Türkiye’nin Doğu Akdeniz politikasını değerlendiren Prof. Dr. Sencer İmer, sözlerini şöyle sürdürdü:
“Türkiye ve KKTC arasında önceden yapılmış bir anlaşma var. Bu anlaşmayla Türkiye, KKTC’nin mevzubahis alandaki haklarını koruma görevini üslenmiştir. Bundan dolayı iki ülke arasında yapılacak yeni bir anlaşma, farklı bir durum ortaya çıkarmayacaktır. Ankara, zaten var olan bir anlaşmaya dayanarak söz konusu bölgede faaliyetlerde bulunmaktadır. MEB’in ilan edilmesinde fayda vardır. Ancak ilanın olması için konunun muhatabı olan diğer ülkelerle de görüşmelerin yapılması ve sınırın makul bir şekilde yeniden çizilmesi gerekmektedir. Türkiye, burada yanlış bir sınır belirleyerek bahsi geçen bölgedeki haklarından vazgeçmek istememektedir. Bu noktada Libya, Mısır ve Suriye’yle yapılacak görüşmeler de büyük önem taşımaktadır. Çünkü KKTC’yle açıklığa kavuşturulan meseleler, diğer ülkelerle de konuşulmalıdır. Muhtemelen Türkiye, mevzubahis devletlerle anlaştıktan sonra kendi MEB’ini ilan edecektir.”

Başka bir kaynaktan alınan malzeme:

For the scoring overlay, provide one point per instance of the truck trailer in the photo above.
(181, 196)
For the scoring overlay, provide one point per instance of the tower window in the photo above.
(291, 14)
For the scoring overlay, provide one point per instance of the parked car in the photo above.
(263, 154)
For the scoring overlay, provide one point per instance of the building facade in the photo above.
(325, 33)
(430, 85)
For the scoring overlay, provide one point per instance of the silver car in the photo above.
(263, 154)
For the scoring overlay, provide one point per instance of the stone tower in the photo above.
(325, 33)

“Lojistik liman ismi, uluslararası alanda tepki çekmemek adına kullanılmakta”
Akdeniz Üniversitesi Devletler Hukuku Ana Bilim Dalı Başkanı Dr. Öğretim Üyesi Prof. Dr. Emete Gözügüzelli ise, “İki ülkenin atacağı ortak adımlardan ilki, önceden duyurulan lojistik liman kararını hayata geçirmeye yönelik somut hamlelerin yapılması olacaktır. Lojistik liman ismi, uluslararası alanda tepki çekmemek adına kullanılmaktadır. Tesis, bulunduğu konum itibariyle büyük gemilerin sıklıkla kullanabileceği mühim bir liman olacaktır. En küçük bir kriz anında bile kullanılabilecektir.” şeklinde konuştu.
“Batı Dünyası, Türkiye’nin kararlı duruşundan rahatsızlık duyuyor”

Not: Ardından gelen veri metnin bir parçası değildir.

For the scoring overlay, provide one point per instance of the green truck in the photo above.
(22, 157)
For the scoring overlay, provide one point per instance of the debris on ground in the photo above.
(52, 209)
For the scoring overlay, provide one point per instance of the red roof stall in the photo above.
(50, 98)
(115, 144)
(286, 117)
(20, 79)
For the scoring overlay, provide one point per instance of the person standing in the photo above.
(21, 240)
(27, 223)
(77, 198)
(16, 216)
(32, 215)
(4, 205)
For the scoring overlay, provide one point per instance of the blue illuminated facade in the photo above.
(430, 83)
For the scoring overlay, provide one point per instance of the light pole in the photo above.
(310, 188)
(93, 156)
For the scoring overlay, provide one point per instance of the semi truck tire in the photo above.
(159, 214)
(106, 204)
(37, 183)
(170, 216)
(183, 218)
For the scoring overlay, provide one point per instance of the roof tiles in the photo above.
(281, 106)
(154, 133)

Türkiye ile KKTC’nin yeni siyasi hamlelerde bulunabileceğini söyleyen Prof. Dr. Emete Gözügüzelli, sözlerini şöyle tamamladı:
“Bahsi geçen olaylara ek olarak siyasi adımların atılması da söz konusudur. ‘Hayalet Şehir’ olarak anılan ve 1974 Barış Harekatı’ndan sonra kapatılan Maraş’ın açılması da bunlardan bir tanesidir. Maraş’ın açılması, KKTC makamlarının aldığı bir karardır. Maraş’ın tarihsel anlamda bir Osmanlı vakıf malı olduğunun kanıtlarla birlikte uluslararası camiayla paylaşılması ise atılacak bir diğer adımdır.” şeklinde konuştu.
Bölgedeki hareketlilik karşısında Ankara’nın yürüttüğü politikanın yerinde olduğunu belirten Gözügüzelli, “GKRY ve Batı Dünyası, Türkiye’nin kararlı duruşundan rahatsızlık duymaktadır. Son dönemlerde Atina’dan yapılan provokatif açıklamalara ve Yunan Donanması’nın hazırda beklediğini ima eden söylemlere bakıldığında da Yunan devlet adamlarının Türkiye’nin iç siyasetinde yaşanan gelişmeleri fırsat bilerek suni bir gündem yaratma çabasında oldukları görülmektedir. Türkiye’nin çeşitli baskılara maruz bırakılarak bölgedeki haklarından vazgeçirilmeye çalışıldığı görülüyor. Ancak Fatih ve Yavuz sondaj gemilerimizin bölgeye gönderilmesi ve bölgede askeri tatbikatların yapılması, Türkiye’nin kararlılığını sürdüreceğine işaret ediyor. Son yaşanan gelişmelerle birlikte Türkiye; İran, Rusya ve Çin’le anlaşarak ekonomik anlamda ortak bir para birimi kullanma kararı alabilir.” ifadelerini kullandı.
Türkiye ile hesaplaşmak isteyenler Rumlar destek veriyor
Bölgede uzun süredir Mısır ile İsrail’in işbirliğine dikkat çeken Siyaset Bilimci Doç. Dr. Birol Ertan, “Söz konusu işbirliğine son olarak Fransa da dahil olmuştur. Bu bağlamda Paris yönetimi, bölgede bulunan önemli doğal kaynaklardan yararlanma çabasına girmiştir. Yani Doğu Akdeniz’le herhangi bir bağı bulunmayan ülkeler, bahsi geçen bölgede güç mücadelesine girmiştir. Bu sebeple ABD de dahil olmak üzere Türkiye’yle hesaplaşmak isteyen ülkelerin bölgede Rumlara destek verdiği görülmektedir.” dedi.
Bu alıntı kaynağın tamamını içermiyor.